Countervailing duty or anti-subsidy duty are applied on the import to counterbalance the effect of subsidy provided by the importing country in their domestic market to reduce the price.

Different countries have strengthened their domestic manufacturing by imposing duties on the imported products over the years, and have modified as per the scenario. A brief representation of the import duty timeline by different countries like India, USA and Europe has been shown in the figures 1 to 3. 

India has also taken steps over the years to support its solar domestic manufacturing. It imposed its first safeguard duty on the solar PV cells and modules in 2017 which was later put on hold by the court. In 2018, it implemented a safeguard duty for a period of 2 years on the import of solar PV cells and modules from countries like China, Malaysia and Taiwan. Recently, the Government of India has decided to replace its safeguard duty with the basic custom duty starting from April 2022, in order to boost domestic manufacturing by making the imported products costlier.

The USA and Europe have imposed anti-dumping duties as well as countervailing duties on imports to nullify the subsidy & dumping of Chinese solar cells and modules.
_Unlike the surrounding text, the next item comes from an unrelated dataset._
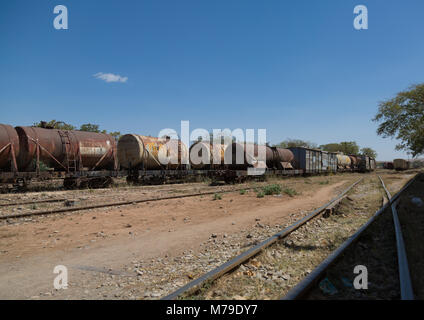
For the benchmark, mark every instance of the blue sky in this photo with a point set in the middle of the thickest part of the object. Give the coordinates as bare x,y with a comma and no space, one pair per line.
296,68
This led to a decrease in the share of imported modules in the market, but after a while, it was observed that the share of modules imported from Taiwan and Malaysia started increasing and it led to extending the duties to these countries as well. While the US authority announced safeguard duty for a period of 4 years and imposed additional import duty on Chinese PV cells and modules, the European Commission negotiated to exempt the Chinese products from the duties on the condition of selling them above the minimum import price (MIP). However, for achieving the EU climate change objective the trade measures were ruled out to increase the penetration of cheap imported modules in the market to upscale the solar PV deployment. 
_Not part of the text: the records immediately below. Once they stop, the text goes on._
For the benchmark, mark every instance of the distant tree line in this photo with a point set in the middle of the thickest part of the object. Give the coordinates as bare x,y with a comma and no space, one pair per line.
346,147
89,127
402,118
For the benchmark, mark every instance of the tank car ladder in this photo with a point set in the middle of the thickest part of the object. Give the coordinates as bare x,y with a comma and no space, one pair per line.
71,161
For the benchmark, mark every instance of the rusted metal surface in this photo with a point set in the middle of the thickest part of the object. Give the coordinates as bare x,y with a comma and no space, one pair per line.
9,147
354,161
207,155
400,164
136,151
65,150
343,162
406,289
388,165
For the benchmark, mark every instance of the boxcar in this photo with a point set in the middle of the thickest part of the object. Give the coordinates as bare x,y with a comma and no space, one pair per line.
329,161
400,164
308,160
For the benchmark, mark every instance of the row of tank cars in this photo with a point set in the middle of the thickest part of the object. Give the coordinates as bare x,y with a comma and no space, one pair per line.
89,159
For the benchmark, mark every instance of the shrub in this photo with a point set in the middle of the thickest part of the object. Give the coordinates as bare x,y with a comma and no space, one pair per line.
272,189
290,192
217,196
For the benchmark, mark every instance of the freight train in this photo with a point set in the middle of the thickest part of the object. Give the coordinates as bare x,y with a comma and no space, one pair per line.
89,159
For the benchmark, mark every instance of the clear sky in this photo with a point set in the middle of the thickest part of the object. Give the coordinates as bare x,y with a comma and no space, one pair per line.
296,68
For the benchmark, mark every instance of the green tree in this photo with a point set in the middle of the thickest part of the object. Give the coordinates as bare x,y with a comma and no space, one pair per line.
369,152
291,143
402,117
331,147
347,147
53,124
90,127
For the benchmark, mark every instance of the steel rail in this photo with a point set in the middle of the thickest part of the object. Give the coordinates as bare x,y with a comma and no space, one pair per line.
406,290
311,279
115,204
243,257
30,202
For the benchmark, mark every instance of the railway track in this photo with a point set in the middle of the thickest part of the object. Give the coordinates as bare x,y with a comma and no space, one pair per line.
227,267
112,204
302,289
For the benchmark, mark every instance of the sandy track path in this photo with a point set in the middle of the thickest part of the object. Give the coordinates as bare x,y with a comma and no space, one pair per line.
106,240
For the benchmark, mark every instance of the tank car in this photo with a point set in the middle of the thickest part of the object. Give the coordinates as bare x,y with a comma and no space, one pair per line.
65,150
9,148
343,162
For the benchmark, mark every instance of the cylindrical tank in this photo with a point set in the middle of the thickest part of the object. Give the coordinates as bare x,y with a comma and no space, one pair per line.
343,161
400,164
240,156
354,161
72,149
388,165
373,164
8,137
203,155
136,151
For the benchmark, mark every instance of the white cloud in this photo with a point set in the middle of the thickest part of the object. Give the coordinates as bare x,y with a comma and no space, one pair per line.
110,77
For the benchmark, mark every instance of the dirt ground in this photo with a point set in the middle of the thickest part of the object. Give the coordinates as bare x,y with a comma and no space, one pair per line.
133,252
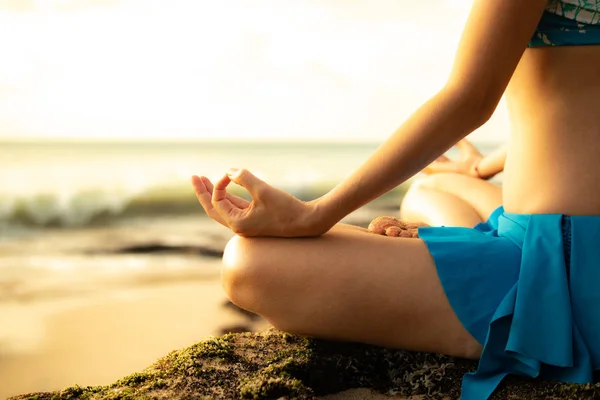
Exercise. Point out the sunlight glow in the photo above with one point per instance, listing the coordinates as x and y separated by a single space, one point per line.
204 69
Similar to Europe, Brazil has announced to remove the import duty on certain types of modules, inverters and trackers in order to reduce the revenue loss to the state. Turkey has shifted to a new formula for calculating import duty on solar PV modules. In April 2020, it had announced to consider kilograms as a measurable unit for calculating import duty instead of per square meter. The adoption of new formulas can be related to the increase in weight of the higher efficiency modules. It has been found that there is a difference of around 3 kg weight in the higher efficiency modules, and the new formula is expected to be more effective in discouraging the import of solar modules. Based on the overview done for different countries, a comprehensive representation of the current import duty applicable on Solar PV module & cells by different countries has been prepared and represented in table 2.
 

Table 2: Import Duty on Solar PV Cells & Modules.
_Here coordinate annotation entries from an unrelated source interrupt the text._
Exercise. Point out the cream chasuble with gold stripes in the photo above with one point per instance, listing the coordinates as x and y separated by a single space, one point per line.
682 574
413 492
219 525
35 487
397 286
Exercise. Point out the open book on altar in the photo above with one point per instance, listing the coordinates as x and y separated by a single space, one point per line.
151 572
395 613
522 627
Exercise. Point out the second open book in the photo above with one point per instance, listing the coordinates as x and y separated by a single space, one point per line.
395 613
Latin America (including Mexico)

BCD: 2 to 5% ; Import Tax: 1 to 3%

(Modules manufactured or assembled in USA are exempted from duty in Mexico)

Middle East (Dubai)

VAT (or BCD): 5%

Australia

BCD: 1% (No duty imposed for China)

Cambodia

BCD: 5.5% (on modules) 

No duty imposed for modules manufactured in Vietnam.

Malaysia

BCD: 2 to 5% (No duty imposed for China)

Korea & Japan

BCD: 8 to 10%

Uganda & Zambia

BCD: 2% (Products assembled in Zambia are exempted from duty)

South Africa

BCD: 5%

USA

BCD: 1% For China (Module or any raw material): 13–15%

Europe

BCD: 0%

Countries like Brazil and Europe are shifting away or have already removed the duties on solar PV products majorly on modules and cells. It is feared that changing trade measures bring uncertainty among the developers and would finally result in a reduction in the pace of solar PV deployment. Many countries seem to be convinced that protective measures are not the optimal long term solution for domestic manufacturing to grow and may only lead to trade conflicts. Amongst other measures, China has been able to reduce its prices due to the supportive subsidies that were being made available for the manufacturers. It has been found most effective to provide supportive subsidies to the domestic manufacturers to become competitive. As Europe, which is kickstarting new PV manufacturing capacities, measures to protect themselves from imports seem not to be further pursued.